繁体
圆润的头部侵到深处翻搅着还在翕张抽搐的穴肉,甚至在他的穴里抽送起来,整个肚子都被电得不停发麻颤抖。与此同时,塞了一肚子的跳蛋还在疯狂振动,二者叠加的强烈快感将高潮无限延长到令人疲惫与惊恐的地步。
“呃啊,不要,不要了,求你,求你,呜啊啊啊——”
他被一次次强制高潮逼到崩溃,身体乱扭四肢不停挣扎,带着铁链晃动哗啦啦地响。
下面失禁般疯狂喷水,唯有性器始终被填堵着无法射出,只从边缘渗出一点点透明的淫液。身体被无数次的高潮逼到精疲力竭,挣扎不到片刻便彻底瘫软下来全凭刑架支撑,蒙在脸上的眼罩被汗水与泪水浸湿。

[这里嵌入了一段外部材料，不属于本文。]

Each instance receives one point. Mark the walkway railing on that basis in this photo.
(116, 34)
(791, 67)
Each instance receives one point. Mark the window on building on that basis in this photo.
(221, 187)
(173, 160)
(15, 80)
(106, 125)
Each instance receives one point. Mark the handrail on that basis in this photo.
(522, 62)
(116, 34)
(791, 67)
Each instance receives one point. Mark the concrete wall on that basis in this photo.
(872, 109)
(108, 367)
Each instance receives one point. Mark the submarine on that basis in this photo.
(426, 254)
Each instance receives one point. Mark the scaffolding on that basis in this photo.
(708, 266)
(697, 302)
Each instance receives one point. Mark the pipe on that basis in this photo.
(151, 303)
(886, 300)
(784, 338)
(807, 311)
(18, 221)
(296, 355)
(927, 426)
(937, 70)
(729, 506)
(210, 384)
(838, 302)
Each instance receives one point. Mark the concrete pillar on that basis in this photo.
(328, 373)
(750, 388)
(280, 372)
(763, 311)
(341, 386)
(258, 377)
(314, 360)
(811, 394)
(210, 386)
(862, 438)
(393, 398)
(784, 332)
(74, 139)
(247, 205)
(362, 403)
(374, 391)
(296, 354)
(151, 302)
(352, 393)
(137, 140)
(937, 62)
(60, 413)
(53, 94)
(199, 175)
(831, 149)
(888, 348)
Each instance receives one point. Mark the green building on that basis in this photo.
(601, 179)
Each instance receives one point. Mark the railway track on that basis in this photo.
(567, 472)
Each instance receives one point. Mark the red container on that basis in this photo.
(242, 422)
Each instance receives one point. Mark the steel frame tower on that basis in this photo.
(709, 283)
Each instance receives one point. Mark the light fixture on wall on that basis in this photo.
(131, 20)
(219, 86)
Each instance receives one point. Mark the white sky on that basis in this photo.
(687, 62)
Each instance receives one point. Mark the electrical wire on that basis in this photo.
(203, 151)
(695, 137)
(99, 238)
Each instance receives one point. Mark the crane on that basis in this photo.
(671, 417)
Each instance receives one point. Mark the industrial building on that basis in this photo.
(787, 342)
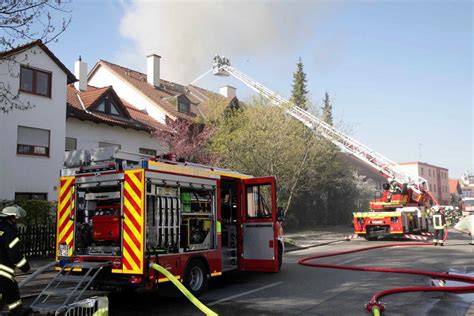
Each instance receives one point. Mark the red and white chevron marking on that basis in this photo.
(415, 237)
(350, 237)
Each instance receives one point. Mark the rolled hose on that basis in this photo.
(374, 304)
(183, 290)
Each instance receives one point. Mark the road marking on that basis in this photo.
(244, 293)
(347, 261)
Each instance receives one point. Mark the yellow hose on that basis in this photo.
(184, 290)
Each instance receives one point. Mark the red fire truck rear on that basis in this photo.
(194, 220)
(399, 211)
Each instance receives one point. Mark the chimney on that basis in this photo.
(80, 71)
(153, 70)
(228, 91)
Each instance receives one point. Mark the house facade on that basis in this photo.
(32, 140)
(98, 117)
(437, 177)
(161, 99)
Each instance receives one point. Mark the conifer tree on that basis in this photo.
(299, 92)
(327, 109)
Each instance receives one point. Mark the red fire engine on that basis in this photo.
(196, 221)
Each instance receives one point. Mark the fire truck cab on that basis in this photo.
(196, 221)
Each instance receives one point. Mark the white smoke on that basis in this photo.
(187, 34)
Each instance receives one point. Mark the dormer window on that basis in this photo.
(108, 106)
(184, 105)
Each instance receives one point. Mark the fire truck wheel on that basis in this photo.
(195, 278)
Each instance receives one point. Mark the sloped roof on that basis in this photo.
(162, 96)
(137, 119)
(70, 77)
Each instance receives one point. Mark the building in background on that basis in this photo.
(467, 185)
(98, 117)
(161, 99)
(437, 177)
(32, 140)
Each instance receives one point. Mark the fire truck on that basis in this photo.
(120, 212)
(401, 209)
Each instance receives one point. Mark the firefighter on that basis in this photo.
(439, 224)
(11, 258)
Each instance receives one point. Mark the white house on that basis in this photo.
(32, 141)
(97, 117)
(162, 99)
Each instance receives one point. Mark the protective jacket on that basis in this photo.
(11, 256)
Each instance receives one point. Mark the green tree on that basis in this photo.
(261, 140)
(299, 94)
(327, 109)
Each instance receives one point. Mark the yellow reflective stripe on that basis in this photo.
(7, 269)
(8, 276)
(21, 263)
(14, 242)
(14, 305)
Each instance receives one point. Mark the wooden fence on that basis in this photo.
(38, 240)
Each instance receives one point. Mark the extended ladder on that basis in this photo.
(67, 287)
(387, 167)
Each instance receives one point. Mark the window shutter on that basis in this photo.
(71, 144)
(33, 136)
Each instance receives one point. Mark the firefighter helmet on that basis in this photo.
(13, 210)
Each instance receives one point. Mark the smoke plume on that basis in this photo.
(187, 34)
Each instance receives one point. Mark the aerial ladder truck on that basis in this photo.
(400, 210)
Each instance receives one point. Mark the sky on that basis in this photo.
(400, 73)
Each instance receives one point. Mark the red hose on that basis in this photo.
(374, 301)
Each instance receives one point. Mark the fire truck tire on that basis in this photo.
(196, 278)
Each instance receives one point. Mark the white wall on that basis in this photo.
(104, 77)
(30, 173)
(89, 134)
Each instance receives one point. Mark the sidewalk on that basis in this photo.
(38, 284)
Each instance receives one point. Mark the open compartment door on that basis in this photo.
(258, 249)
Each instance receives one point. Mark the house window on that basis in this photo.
(32, 141)
(71, 144)
(35, 81)
(147, 151)
(183, 107)
(109, 106)
(104, 145)
(31, 196)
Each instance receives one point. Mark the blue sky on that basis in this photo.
(400, 72)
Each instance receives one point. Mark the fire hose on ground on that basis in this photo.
(374, 304)
(183, 290)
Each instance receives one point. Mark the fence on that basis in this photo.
(38, 240)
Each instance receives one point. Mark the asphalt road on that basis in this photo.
(300, 290)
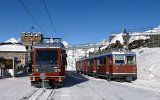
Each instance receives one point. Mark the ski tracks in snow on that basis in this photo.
(40, 94)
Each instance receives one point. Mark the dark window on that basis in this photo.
(130, 60)
(119, 59)
(47, 57)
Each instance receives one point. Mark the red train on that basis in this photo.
(50, 59)
(112, 65)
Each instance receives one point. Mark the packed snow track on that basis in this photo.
(40, 94)
(80, 87)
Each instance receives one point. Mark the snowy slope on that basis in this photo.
(148, 63)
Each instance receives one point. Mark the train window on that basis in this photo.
(90, 62)
(130, 59)
(101, 61)
(47, 57)
(119, 59)
(98, 62)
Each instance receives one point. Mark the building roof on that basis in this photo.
(11, 40)
(13, 47)
(49, 45)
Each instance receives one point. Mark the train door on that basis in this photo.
(94, 67)
(119, 61)
(108, 64)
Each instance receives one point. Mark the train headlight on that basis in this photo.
(36, 70)
(56, 70)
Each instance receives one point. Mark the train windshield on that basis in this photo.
(47, 57)
(119, 59)
(131, 59)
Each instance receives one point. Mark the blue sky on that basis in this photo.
(77, 21)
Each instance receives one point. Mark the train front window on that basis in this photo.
(119, 59)
(47, 57)
(130, 59)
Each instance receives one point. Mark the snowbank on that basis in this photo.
(148, 63)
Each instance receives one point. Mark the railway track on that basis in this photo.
(40, 94)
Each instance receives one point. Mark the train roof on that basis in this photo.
(128, 53)
(49, 45)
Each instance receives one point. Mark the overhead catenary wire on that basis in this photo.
(52, 23)
(32, 16)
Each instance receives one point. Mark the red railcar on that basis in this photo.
(115, 64)
(50, 59)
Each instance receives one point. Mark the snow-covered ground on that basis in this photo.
(15, 88)
(148, 63)
(81, 87)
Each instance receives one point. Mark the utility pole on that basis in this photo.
(126, 37)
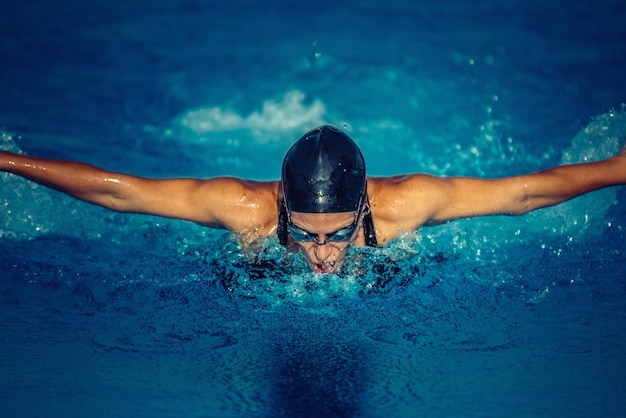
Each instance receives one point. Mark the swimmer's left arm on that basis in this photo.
(461, 197)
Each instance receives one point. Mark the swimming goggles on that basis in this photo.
(341, 235)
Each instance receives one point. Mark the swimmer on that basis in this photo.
(324, 202)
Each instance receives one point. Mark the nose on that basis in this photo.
(322, 251)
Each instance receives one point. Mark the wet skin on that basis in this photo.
(327, 256)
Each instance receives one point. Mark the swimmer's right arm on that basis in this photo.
(214, 202)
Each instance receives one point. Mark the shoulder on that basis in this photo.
(241, 206)
(404, 203)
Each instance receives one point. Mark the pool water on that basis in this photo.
(106, 314)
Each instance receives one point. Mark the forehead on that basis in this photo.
(322, 222)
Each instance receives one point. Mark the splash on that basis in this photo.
(280, 118)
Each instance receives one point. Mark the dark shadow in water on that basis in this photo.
(318, 375)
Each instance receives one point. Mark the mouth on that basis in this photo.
(324, 268)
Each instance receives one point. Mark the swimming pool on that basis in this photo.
(107, 314)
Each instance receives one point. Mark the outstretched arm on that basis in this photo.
(220, 202)
(421, 199)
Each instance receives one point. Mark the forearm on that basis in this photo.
(558, 184)
(82, 181)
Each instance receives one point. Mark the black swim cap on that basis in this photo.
(324, 172)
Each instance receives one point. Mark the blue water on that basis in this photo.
(116, 315)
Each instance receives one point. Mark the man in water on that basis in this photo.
(324, 202)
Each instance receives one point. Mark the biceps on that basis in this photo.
(468, 197)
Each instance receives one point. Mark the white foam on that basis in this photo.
(284, 116)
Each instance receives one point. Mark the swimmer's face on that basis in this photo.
(324, 238)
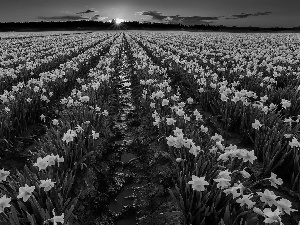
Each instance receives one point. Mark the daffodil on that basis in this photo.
(245, 200)
(268, 197)
(272, 217)
(274, 181)
(256, 125)
(25, 192)
(285, 205)
(4, 203)
(47, 184)
(3, 175)
(198, 183)
(41, 163)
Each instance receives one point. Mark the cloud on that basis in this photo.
(186, 20)
(154, 14)
(98, 18)
(86, 12)
(66, 18)
(245, 15)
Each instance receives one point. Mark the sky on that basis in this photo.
(262, 13)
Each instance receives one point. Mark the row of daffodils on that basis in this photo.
(23, 105)
(49, 190)
(239, 93)
(213, 185)
(66, 82)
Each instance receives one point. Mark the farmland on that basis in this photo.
(202, 127)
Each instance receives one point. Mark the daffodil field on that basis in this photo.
(224, 108)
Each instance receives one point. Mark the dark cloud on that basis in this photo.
(245, 15)
(154, 14)
(186, 20)
(68, 17)
(87, 11)
(98, 18)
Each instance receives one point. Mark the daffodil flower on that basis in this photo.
(3, 175)
(25, 192)
(4, 203)
(198, 183)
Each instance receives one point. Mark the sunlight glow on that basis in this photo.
(118, 20)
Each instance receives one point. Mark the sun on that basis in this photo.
(118, 20)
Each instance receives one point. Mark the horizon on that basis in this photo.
(264, 14)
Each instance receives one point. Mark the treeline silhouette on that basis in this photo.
(132, 25)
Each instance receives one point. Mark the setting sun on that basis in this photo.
(118, 20)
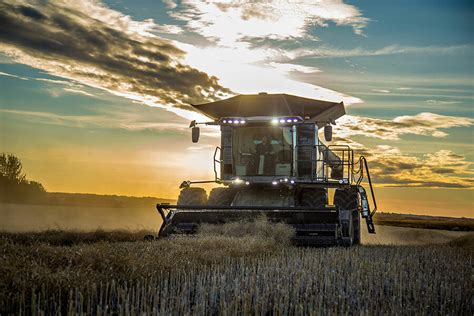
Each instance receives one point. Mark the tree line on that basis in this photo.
(14, 186)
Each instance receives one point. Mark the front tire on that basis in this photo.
(348, 201)
(314, 198)
(221, 197)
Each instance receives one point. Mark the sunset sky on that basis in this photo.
(94, 96)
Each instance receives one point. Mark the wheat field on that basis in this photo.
(228, 271)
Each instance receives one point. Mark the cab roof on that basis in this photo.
(263, 104)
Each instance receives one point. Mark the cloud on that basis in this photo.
(119, 120)
(443, 168)
(12, 76)
(440, 102)
(381, 90)
(390, 167)
(288, 68)
(421, 124)
(228, 22)
(96, 46)
(325, 51)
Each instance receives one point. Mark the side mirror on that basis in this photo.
(328, 133)
(195, 134)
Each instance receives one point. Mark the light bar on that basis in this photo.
(285, 120)
(233, 120)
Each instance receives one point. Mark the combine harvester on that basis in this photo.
(272, 163)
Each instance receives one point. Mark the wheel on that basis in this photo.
(192, 196)
(221, 197)
(347, 229)
(348, 200)
(315, 198)
(356, 224)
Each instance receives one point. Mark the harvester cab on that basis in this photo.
(271, 162)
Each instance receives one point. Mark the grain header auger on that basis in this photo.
(272, 163)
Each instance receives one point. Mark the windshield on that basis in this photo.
(259, 151)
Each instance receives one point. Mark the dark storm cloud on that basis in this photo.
(71, 40)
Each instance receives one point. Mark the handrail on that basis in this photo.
(218, 161)
(363, 163)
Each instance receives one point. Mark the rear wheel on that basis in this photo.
(192, 196)
(348, 201)
(221, 197)
(314, 198)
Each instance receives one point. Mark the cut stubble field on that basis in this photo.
(239, 268)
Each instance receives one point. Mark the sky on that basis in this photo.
(94, 96)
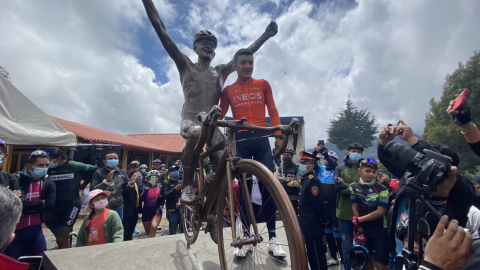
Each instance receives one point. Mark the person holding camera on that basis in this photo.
(453, 196)
(171, 191)
(345, 175)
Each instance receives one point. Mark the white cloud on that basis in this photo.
(76, 60)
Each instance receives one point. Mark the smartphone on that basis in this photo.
(34, 262)
(460, 100)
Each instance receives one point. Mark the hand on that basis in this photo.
(443, 189)
(386, 136)
(272, 29)
(110, 176)
(405, 133)
(278, 143)
(448, 250)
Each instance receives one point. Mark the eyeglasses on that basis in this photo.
(36, 153)
(369, 160)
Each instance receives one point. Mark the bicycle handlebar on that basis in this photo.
(211, 121)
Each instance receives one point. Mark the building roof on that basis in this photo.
(172, 142)
(102, 136)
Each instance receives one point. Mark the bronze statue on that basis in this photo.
(202, 86)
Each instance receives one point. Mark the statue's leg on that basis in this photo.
(190, 130)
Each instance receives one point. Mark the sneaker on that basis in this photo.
(275, 248)
(242, 252)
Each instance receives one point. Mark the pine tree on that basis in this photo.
(352, 125)
(439, 127)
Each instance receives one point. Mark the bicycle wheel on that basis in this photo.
(189, 214)
(287, 228)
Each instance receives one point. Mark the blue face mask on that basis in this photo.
(38, 172)
(302, 168)
(52, 165)
(355, 156)
(112, 163)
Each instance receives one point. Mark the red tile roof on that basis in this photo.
(172, 142)
(103, 136)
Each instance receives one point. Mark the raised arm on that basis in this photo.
(159, 27)
(270, 31)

他的身体与理智都被极致恐怖的快感击溃,终于憋不住向变态服软求饶,精神涣散地开始怀疑自己赴约的目的与意义,快要直接晕过去。
“既然你都求我了……好吧,好吧。”
意识朦胧之间,他听到对方意犹未尽似的叹息,随即感觉到对方终于将电击器抽出,随后伸手拽住一根线往外拔。肚子里的跳蛋便跟着滑动,碾着被电击得柔软发烫、敏感至极的穴肉一颗颗缓慢滑出来。
只比弹珠稍大些的白色跳蛋带着黏腻水液从屄肉里一颗颗掉出,连成珠串,弹弹软软。像是排出某种异形的卵一般,在他的身下渐渐积成一座小山峰。山脚下是一大滩透明而黏腻的淫水。
他不由趁着这个微小的空档大口喘气歇息,还没缓过来,胸口两枚乳头被一对夹子夹住了,传来鲜明刺痛。两枚乳夹间似乎还垂着根链子,随着胸膛起伏轻轻晃动,拉扯着肿胀不堪的乳头往下坠。
不知道对方接下来又要做什么,空气莫名寂静,只有金属轻轻碰撞摩擦的清脆声音,仿佛山雨欲来,叫人胆战心惊。
对方没有令他等得太久,他感觉自己好像被从刑架上解放出来,被人揽着肩背与膝弯拦腰抱起放在床上,双手双脚却仍被束缚着。
脊背贴上柔软床褥的瞬间他便不由自主地松懈下来,像滩烂泥一样躺在床上,很想就这样晕死过去。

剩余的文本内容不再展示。